Re: [PATCH v2] perf/arm: adjust hwevents mappings on boot

From: Will Deacon
Date: Fri May 06 2022 - 09:10:04 EST


On Thu, Mar 24, 2022 at 11:14:58AM -0700, Stephane Eranian wrote:
> The mapping of perf_events generic hardware events to actual PMU events on
> ARM PMUv3 may not always be correct. This is in particular true for the
> PERF_COUNT_HW_BRANCH_INSTRUCTIONS event. Although the mapping points to an
> architected event, it may not always be available. This can be seen with a
> simple:
>
> $ perf stat -e branches sleep 0
> Performance counter stats for 'sleep 0':
>
> <not supported> branches
>
> 0.001401081 seconds time elapsed
>
> Yet the hardware does have an event that could be used for branches.
> This patch fixes the problem by dynamically validating the generic hardware
> events against the supported architected events.

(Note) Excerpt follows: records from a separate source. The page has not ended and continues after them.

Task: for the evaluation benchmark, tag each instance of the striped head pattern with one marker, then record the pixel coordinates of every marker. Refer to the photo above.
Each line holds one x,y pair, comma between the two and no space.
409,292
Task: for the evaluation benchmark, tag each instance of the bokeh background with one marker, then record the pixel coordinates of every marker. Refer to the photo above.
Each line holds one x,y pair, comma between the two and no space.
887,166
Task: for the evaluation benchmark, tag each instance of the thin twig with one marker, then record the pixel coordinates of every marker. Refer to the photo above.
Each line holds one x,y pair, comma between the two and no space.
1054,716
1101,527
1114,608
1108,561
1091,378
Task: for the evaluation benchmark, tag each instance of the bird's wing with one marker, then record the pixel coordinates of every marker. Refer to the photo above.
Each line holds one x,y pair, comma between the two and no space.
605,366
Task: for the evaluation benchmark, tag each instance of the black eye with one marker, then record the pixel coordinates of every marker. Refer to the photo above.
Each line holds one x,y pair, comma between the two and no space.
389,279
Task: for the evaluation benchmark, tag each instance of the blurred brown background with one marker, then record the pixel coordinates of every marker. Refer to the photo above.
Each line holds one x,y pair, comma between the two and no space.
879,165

If a mapping is wrong it
> can be replaced it with another. This is done for the event above at boot time
> and the kernel will log the remapping:
>
> armv8_pmuv3: hwevent HW_BRANCH_INSTRUCTIONS remapped from 0xc to 0x21
>
> And with that:
>
> $ perf stat -e branches sleep 0
>
> Performance counter stats for 'sleep 0':
>
> 166,739 branches
>
> 0.000832163 seconds time elapsed
>
> Signed-off-by: Stephane Eranian <eranian@xxxxxxxxxx>
> ---
> arch/arm64/kernel/perf_event.c | 41 +++++++++++++++++++++++++++++++++-
> 1 file changed, 40 insertions(+), 1 deletion(-)
>
> diff --git a/arch/arm64/kernel/perf_event.c b/arch/arm64/kernel/perf_event.c
> index cab678ed6618..d438f5a46bdc 100644
> --- a/arch/arm64/kernel/perf_event.c
> +++ b/arch/arm64/kernel/perf_event.c
> @@ -39,7 +39,7 @@
> * be supported on any given implementation. Unsupported events will
> * be disabled at run-time based on the PMCEID registers.
> */
> -static const unsigned armv8_pmuv3_perf_map[PERF_COUNT_HW_MAX] = {
> +static unsigned armv8_pmuv3_perf_map[PERF_COUNT_HW_MAX] = {
> PERF_MAP_ALL_UNSUPPORTED,
> [PERF_COUNT_HW_CPU_CYCLES] = ARMV8_PMUV3_PERFCTR_CPU_CYCLES,
> [PERF_COUNT_HW_INSTRUCTIONS] = ARMV8_PMUV3_PERFCTR_INST_RETIRED,
> @@ -1222,6 +1222,42 @@ static void armv8_pmu_register_sysctl_table(void)
> register_sysctl("kernel", armv8_pmu_sysctl_table);
> }
>
> +static void armv8pmu_fixup_perf_map(struct arm_pmu *cpu_pmu)
> +{
> + int i, code;
> + unsigned *map = armv8_pmuv3_perf_map;
> +
> + for (i = 0; i < PERF_COUNT_HW_MAX; i++) {
> +retry:
> + code = map[i];
> + if (code == HW_OP_UNSUPPORTED)
> + continue;
> +
> + if (test_bit(map[i], cpu_pmu->pmceid_bitmap))
> + continue;
> + /*
> + * mapping does not exist,
> + * let's see if we can fix it
> + */
> + switch (i) {
> + case PERF_COUNT_HW_BRANCH_INSTRUCTIONS:
> + if (code == ARMV8_PMUV3_PERFCTR_PC_WRITE_RETIRED) {
> + map[i] = ARMV8_PMUV3_PERFCTR_BR_RETIRED;
> + pr_info("armv8_pmuv3: hwevent "
> + "HW_BRANCH_INSTRUCTIONS remapped "
> + " from 0x%x to 0x%x\n", code, map[i]);
> + goto retry;
> + }
> + break;
> + default:
> + pr_info("armv8_pmuv3: hwevent %d not supported\n", i);

If a CPU supports neither ARMV8_PMUV3_PERFCTR_PC_WRITE_RETIRED nor
ARMV8_PMUV3_PERFCTR_BR_RETIRED, won't we get a funny series of messages
here? I think I'd prefer to drop the prints altogether.

Will